In any ordinal type, you can select a subset of values, defined by the minimum and maximum values, which includes all the values ​​of the original type that are within these boundaries, including the boundaries themselves. This subset defines a range type. The range type is specified by specifying the minimum and maximum values, separated by two dots:

type = . . ;

The minimum value when defining this type should not be greater than the maximum.

Example.

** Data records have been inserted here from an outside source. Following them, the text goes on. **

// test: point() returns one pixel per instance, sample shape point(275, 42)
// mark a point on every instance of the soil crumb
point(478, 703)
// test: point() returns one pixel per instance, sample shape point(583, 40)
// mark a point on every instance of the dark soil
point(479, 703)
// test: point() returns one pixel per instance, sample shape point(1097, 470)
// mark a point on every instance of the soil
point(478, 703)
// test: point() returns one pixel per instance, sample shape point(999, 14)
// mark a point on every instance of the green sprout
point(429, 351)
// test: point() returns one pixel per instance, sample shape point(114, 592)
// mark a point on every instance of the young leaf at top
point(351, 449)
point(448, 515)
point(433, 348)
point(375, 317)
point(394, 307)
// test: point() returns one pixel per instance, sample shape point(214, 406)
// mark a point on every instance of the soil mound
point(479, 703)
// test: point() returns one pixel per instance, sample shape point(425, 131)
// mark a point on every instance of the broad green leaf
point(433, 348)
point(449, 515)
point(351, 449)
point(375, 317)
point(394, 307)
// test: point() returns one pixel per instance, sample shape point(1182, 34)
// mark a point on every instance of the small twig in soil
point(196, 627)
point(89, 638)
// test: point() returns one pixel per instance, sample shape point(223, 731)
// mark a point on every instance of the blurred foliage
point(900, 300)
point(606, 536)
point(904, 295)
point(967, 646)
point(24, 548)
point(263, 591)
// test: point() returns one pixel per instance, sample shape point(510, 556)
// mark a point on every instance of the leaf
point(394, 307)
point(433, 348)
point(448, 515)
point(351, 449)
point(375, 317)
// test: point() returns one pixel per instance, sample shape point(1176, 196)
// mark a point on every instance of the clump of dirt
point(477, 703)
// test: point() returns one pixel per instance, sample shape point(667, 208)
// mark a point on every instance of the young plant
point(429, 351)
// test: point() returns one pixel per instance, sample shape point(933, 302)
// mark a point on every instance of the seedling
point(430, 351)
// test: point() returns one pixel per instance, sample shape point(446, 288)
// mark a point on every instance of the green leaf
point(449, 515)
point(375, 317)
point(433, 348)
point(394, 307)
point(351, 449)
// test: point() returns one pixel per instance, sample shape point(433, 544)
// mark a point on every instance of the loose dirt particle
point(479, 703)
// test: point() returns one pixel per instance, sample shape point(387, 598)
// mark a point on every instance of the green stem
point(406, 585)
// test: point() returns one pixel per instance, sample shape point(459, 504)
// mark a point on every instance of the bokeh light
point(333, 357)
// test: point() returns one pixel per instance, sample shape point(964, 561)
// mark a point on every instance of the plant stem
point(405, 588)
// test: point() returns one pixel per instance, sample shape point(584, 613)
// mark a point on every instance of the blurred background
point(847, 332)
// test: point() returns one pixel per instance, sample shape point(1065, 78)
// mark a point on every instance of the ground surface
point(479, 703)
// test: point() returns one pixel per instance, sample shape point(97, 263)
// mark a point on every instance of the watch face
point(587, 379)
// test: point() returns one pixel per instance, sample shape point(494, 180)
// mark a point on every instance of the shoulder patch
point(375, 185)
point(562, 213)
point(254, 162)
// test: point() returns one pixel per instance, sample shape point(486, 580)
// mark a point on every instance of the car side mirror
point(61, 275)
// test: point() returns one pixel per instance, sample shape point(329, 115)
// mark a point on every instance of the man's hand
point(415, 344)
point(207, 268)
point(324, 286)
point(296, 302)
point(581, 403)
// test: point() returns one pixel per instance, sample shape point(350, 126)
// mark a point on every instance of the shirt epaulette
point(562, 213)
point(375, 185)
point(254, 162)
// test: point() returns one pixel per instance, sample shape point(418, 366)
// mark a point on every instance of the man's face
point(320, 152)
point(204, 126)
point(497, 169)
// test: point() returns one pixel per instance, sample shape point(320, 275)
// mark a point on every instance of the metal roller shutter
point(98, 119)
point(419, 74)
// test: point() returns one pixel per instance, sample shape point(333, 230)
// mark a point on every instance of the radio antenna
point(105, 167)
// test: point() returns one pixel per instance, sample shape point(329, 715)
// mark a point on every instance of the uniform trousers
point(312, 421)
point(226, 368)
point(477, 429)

Definition of range types.

type
Dozen = 1..12; (numbers from 1 to 12)
AddSub = Plus..Minus; (addition and subtraction operations)

3.2.6. Real types

Unlike the Pascal language standard, where only one real type Real is defined, Turbo Pascal has five standard real types: Real, Single, Double, Extended, Comp. For the characteristics of these types, see table. 3. Table 3. Real data types

Type	Range	Number of significant figures	Size in bytes
Real	2.9*10-39..1.7*1038	11-12	6
Single	1.5*10-45..3.4*1038	7-8	4
Double	5.0*10-324.-1.7*10308	15-16	8
Extended	3.4*10-4932..1.1*104932	19-20	10
Comp	-263+1..263-1	19-20	8

The Comp type is actually an extended range integer type, but is not considered an ordinal type.

The Single, Double, Extended and Comp types can be used in programs only if there is an arithmetic coprocessor or if the coprocessor emulator is enabled (see paragraphs 17.5.8 and 17.7.1).